It is quite possible that I don't see the entire picture here. But from what I can tell, the forum moderators are wanting to grrow some sort of organic network of trust where they don't have to moderate it, it basically self regulates based on participation of many people and their activities. However, I think that one thing that's getting in the way of that is that not many people actually participate, ie, they just see a trust warning on some people and take that as ground truth. Then we have a lot of drama because others are working to be trust-rangers, jumping through all kinds of hoops and loops in order to be known as scam-busters who keep the boards safe from the bad guys.

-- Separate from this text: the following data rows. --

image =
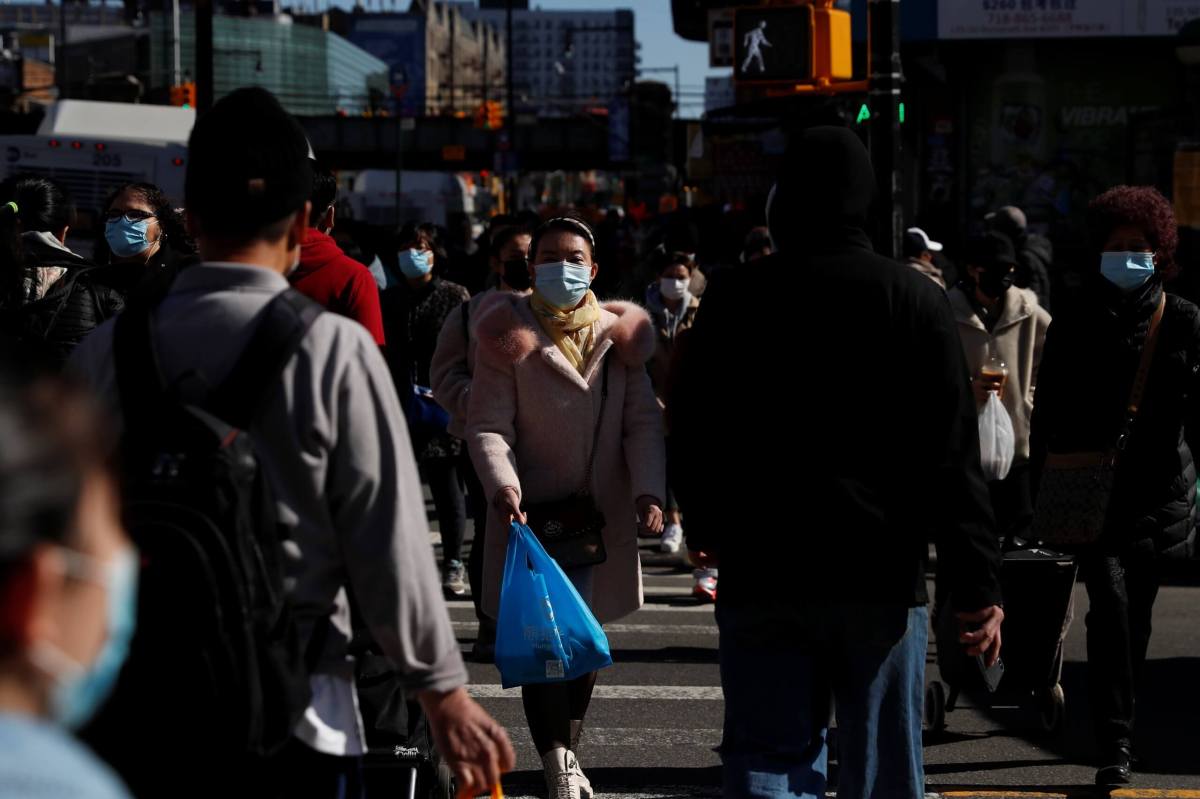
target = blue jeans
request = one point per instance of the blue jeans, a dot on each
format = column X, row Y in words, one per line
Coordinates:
column 781, row 666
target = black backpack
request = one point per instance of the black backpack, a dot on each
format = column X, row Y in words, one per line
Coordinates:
column 216, row 666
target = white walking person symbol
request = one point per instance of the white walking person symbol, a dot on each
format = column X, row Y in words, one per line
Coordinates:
column 754, row 42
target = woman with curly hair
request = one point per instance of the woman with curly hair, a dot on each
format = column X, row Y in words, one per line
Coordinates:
column 1089, row 367
column 143, row 242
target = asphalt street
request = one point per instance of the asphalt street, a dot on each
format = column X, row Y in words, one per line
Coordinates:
column 655, row 719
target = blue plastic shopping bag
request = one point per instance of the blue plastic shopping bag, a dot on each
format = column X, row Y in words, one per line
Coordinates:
column 545, row 632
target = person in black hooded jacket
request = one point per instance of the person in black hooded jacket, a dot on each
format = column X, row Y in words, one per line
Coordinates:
column 48, row 299
column 1087, row 371
column 871, row 433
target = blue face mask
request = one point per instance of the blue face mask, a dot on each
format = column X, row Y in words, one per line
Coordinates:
column 127, row 239
column 79, row 690
column 563, row 284
column 415, row 263
column 1127, row 270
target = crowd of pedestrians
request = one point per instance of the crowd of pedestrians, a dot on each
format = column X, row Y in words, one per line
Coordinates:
column 245, row 378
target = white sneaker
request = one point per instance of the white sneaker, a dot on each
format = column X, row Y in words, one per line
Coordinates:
column 706, row 584
column 672, row 539
column 562, row 781
column 582, row 779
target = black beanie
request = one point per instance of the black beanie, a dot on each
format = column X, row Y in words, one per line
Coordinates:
column 247, row 166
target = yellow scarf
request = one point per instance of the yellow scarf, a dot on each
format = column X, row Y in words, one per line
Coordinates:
column 573, row 331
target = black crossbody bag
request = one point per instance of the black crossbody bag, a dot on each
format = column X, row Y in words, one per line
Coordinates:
column 571, row 529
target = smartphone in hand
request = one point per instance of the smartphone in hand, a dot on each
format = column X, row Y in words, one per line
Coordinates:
column 993, row 676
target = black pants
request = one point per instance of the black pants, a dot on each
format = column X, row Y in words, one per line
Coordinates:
column 303, row 772
column 479, row 505
column 445, row 485
column 1012, row 502
column 1122, row 590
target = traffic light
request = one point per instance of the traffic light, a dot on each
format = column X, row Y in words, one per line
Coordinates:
column 798, row 44
column 184, row 95
column 489, row 116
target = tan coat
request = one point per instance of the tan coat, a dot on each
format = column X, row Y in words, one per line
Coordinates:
column 1019, row 335
column 531, row 425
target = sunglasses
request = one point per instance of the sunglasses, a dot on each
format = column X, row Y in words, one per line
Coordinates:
column 132, row 215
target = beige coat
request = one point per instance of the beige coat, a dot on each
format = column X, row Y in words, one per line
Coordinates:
column 1019, row 334
column 531, row 425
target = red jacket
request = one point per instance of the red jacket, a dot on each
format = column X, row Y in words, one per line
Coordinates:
column 336, row 281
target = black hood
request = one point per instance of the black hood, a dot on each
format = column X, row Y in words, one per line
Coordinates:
column 823, row 192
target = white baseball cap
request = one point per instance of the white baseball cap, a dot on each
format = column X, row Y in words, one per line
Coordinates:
column 927, row 242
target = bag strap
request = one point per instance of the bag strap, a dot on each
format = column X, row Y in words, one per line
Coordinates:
column 595, row 433
column 286, row 320
column 1143, row 374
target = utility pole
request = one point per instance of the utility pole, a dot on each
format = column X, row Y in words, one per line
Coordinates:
column 61, row 67
column 177, row 73
column 885, row 125
column 204, row 88
column 510, row 116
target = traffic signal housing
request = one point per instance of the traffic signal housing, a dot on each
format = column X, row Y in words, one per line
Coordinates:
column 184, row 95
column 489, row 116
column 796, row 44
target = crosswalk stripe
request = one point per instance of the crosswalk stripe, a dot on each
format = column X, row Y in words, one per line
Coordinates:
column 649, row 607
column 642, row 738
column 706, row 630
column 645, row 692
column 1122, row 793
column 636, row 792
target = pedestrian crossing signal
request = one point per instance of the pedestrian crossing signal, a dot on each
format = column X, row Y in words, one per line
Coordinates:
column 184, row 95
column 798, row 44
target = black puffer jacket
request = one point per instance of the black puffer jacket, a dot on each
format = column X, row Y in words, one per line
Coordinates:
column 53, row 325
column 1087, row 371
column 853, row 403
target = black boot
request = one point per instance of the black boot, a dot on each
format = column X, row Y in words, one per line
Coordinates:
column 1116, row 766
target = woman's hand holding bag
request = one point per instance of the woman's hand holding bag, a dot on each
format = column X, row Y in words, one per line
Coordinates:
column 545, row 631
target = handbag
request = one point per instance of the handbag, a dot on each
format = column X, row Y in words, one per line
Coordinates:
column 571, row 529
column 1073, row 498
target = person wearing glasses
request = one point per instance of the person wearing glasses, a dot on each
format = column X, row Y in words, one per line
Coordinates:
column 49, row 299
column 143, row 242
column 450, row 373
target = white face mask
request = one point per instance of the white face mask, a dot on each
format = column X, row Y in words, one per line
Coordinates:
column 673, row 288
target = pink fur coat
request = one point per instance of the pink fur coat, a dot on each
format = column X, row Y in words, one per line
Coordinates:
column 531, row 424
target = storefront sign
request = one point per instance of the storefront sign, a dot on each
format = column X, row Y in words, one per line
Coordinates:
column 1062, row 18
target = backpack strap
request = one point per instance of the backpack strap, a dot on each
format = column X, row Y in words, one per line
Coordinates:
column 286, row 320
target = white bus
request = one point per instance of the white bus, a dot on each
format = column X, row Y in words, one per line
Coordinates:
column 91, row 148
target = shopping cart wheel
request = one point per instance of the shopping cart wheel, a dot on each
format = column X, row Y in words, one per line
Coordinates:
column 1053, row 710
column 935, row 707
column 445, row 786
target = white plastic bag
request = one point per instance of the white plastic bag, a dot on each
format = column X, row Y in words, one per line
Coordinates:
column 997, row 444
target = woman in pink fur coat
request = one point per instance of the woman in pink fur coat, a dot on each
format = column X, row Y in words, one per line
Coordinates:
column 534, row 406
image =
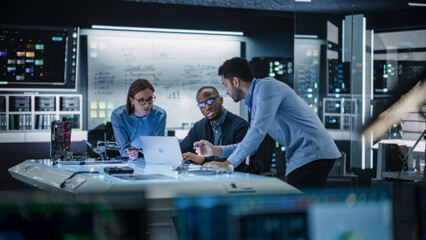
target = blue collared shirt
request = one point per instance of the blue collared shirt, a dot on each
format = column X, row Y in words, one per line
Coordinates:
column 277, row 110
column 127, row 129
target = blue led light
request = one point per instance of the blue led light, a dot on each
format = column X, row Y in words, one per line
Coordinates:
column 57, row 39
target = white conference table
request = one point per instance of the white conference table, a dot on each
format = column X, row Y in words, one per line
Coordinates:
column 156, row 181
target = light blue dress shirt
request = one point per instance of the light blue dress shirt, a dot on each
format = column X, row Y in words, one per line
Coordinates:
column 277, row 110
column 127, row 129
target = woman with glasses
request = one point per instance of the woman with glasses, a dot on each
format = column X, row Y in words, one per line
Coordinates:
column 139, row 117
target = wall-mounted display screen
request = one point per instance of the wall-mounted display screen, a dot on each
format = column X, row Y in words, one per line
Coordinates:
column 35, row 58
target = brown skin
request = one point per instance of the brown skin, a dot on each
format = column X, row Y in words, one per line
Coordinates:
column 237, row 89
column 212, row 112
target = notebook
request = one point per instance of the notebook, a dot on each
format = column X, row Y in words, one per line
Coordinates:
column 161, row 150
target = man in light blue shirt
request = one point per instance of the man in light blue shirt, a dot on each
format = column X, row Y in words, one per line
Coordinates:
column 275, row 109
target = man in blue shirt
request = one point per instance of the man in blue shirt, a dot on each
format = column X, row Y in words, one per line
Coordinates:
column 219, row 127
column 275, row 109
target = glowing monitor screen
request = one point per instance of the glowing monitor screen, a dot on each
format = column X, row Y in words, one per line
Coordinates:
column 38, row 58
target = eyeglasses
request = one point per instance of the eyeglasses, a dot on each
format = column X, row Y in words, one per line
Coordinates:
column 142, row 101
column 209, row 101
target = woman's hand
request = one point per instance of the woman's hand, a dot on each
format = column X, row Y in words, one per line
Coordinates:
column 189, row 156
column 206, row 149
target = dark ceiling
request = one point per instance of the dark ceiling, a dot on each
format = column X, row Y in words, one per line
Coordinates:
column 315, row 6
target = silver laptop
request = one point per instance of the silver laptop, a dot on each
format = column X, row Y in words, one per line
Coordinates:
column 161, row 150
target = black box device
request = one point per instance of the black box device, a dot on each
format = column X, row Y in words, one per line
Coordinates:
column 117, row 170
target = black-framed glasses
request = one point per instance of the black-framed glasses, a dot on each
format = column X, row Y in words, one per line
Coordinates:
column 142, row 101
column 209, row 101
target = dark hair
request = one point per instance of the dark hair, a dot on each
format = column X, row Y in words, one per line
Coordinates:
column 137, row 86
column 236, row 67
column 208, row 87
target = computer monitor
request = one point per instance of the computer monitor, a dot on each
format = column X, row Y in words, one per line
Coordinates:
column 38, row 58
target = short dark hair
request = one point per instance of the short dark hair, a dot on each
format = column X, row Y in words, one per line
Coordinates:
column 137, row 86
column 236, row 67
column 208, row 87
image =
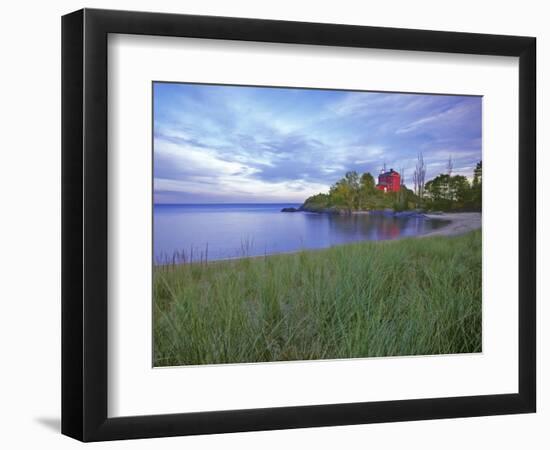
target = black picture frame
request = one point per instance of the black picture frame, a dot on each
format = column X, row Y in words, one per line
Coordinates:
column 84, row 224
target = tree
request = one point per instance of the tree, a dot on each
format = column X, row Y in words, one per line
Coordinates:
column 477, row 187
column 345, row 192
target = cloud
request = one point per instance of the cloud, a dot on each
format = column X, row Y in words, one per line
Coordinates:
column 221, row 143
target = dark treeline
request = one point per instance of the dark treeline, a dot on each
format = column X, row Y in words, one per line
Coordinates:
column 445, row 192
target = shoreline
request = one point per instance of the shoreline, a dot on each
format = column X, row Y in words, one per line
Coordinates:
column 457, row 224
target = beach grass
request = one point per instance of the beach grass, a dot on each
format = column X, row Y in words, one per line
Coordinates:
column 367, row 299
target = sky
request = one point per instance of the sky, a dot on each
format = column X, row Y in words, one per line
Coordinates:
column 233, row 144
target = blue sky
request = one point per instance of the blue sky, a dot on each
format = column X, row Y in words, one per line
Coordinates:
column 231, row 144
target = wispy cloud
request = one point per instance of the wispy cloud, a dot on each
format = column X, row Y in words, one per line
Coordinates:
column 222, row 143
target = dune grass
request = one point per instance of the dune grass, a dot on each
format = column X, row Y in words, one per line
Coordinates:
column 367, row 299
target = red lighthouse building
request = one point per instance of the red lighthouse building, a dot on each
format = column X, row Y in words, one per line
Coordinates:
column 389, row 181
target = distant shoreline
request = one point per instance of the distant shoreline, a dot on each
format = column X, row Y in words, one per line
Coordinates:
column 457, row 224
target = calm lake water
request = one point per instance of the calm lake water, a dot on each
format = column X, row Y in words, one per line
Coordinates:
column 235, row 230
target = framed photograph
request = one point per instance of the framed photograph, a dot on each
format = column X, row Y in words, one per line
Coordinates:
column 272, row 224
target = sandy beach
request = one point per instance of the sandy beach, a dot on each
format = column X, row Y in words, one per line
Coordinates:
column 459, row 223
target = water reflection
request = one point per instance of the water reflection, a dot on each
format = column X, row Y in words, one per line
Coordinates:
column 212, row 232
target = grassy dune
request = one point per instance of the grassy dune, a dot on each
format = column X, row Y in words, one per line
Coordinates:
column 406, row 297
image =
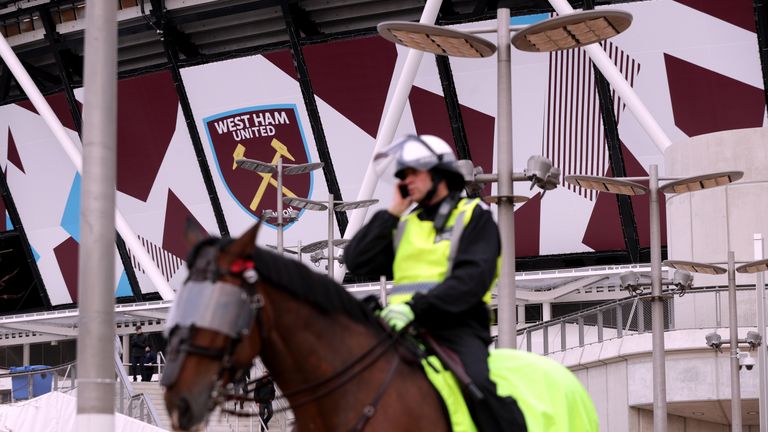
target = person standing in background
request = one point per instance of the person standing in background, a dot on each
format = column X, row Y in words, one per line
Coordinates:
column 139, row 344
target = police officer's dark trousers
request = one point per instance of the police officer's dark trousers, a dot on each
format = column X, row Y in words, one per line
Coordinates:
column 493, row 413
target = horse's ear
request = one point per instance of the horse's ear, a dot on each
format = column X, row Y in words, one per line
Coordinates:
column 245, row 246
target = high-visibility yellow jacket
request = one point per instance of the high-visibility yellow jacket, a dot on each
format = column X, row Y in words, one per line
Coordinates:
column 423, row 258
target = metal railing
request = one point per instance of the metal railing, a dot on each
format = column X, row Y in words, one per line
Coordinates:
column 700, row 308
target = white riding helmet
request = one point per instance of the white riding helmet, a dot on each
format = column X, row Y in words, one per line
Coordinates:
column 425, row 152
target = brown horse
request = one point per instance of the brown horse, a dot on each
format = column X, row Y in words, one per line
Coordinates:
column 335, row 364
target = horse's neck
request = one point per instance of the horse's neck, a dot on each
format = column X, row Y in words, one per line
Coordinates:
column 305, row 346
column 307, row 343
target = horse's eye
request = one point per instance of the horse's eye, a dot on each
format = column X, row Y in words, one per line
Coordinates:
column 250, row 276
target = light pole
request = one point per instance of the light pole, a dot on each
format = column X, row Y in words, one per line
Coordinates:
column 266, row 170
column 564, row 32
column 628, row 186
column 331, row 207
column 733, row 324
column 760, row 267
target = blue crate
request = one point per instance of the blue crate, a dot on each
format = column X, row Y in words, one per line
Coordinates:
column 41, row 382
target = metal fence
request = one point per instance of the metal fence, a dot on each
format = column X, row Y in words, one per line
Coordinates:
column 701, row 308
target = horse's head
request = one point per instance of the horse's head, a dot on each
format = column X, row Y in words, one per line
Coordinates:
column 217, row 306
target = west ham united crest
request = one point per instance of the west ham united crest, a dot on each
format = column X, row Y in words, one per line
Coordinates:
column 263, row 133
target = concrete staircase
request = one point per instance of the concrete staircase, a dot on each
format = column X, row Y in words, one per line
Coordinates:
column 218, row 421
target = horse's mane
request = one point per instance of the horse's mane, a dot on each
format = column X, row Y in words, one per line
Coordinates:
column 304, row 284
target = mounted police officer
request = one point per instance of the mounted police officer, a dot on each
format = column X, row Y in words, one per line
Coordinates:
column 443, row 256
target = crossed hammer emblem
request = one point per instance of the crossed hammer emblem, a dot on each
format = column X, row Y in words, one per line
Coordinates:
column 266, row 178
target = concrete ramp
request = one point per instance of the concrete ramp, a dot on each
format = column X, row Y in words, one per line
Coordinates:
column 56, row 411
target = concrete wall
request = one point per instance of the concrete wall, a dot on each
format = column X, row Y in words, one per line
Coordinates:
column 618, row 377
column 704, row 225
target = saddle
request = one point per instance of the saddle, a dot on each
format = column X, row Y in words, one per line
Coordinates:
column 550, row 397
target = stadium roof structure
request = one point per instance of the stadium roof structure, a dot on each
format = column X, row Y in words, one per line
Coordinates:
column 47, row 35
column 168, row 35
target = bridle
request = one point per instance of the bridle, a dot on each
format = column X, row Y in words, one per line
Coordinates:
column 191, row 310
column 216, row 305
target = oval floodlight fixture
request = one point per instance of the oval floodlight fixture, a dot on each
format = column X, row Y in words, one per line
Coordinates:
column 494, row 199
column 695, row 267
column 607, row 184
column 436, row 40
column 571, row 31
column 305, row 203
column 293, row 169
column 351, row 205
column 753, row 267
column 706, row 181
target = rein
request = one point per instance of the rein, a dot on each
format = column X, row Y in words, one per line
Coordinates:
column 244, row 270
column 336, row 381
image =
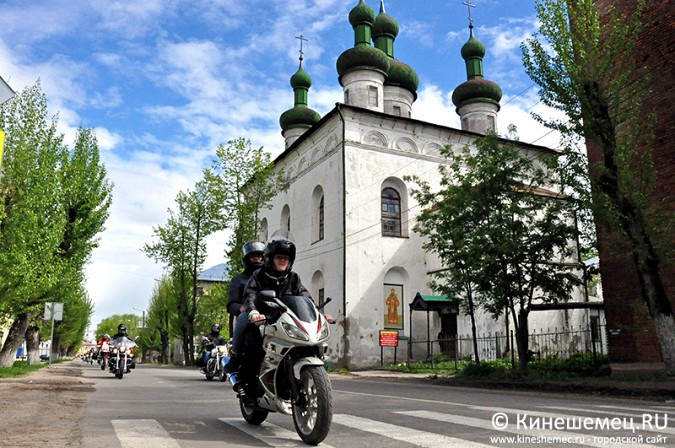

But a small collection of trust-rangers isn't the same thing as that large, organic, unmoderated trust system that saltyspittoon mentioned upthread.
Several folks have said that if trust were opt-in rather than opt-out that that would be dangerous---it would remove using trust system as a crutch certainly, but they say that even the crutch is better than nothing before you know how to walk.
However, there seems to be near universal agreement that the actual text of the warning could be changed to both a) be more informative about the actual state of affairs and b) be more inviting to learn how to use the trust system for yourself.
Theymos, lets have "negative trust" warning changed to: "This person has received negative feedback from someone in your trust network." That message is far more reflective of the actual situation and provides an invitation to figure out exactly who is in your trust network and why.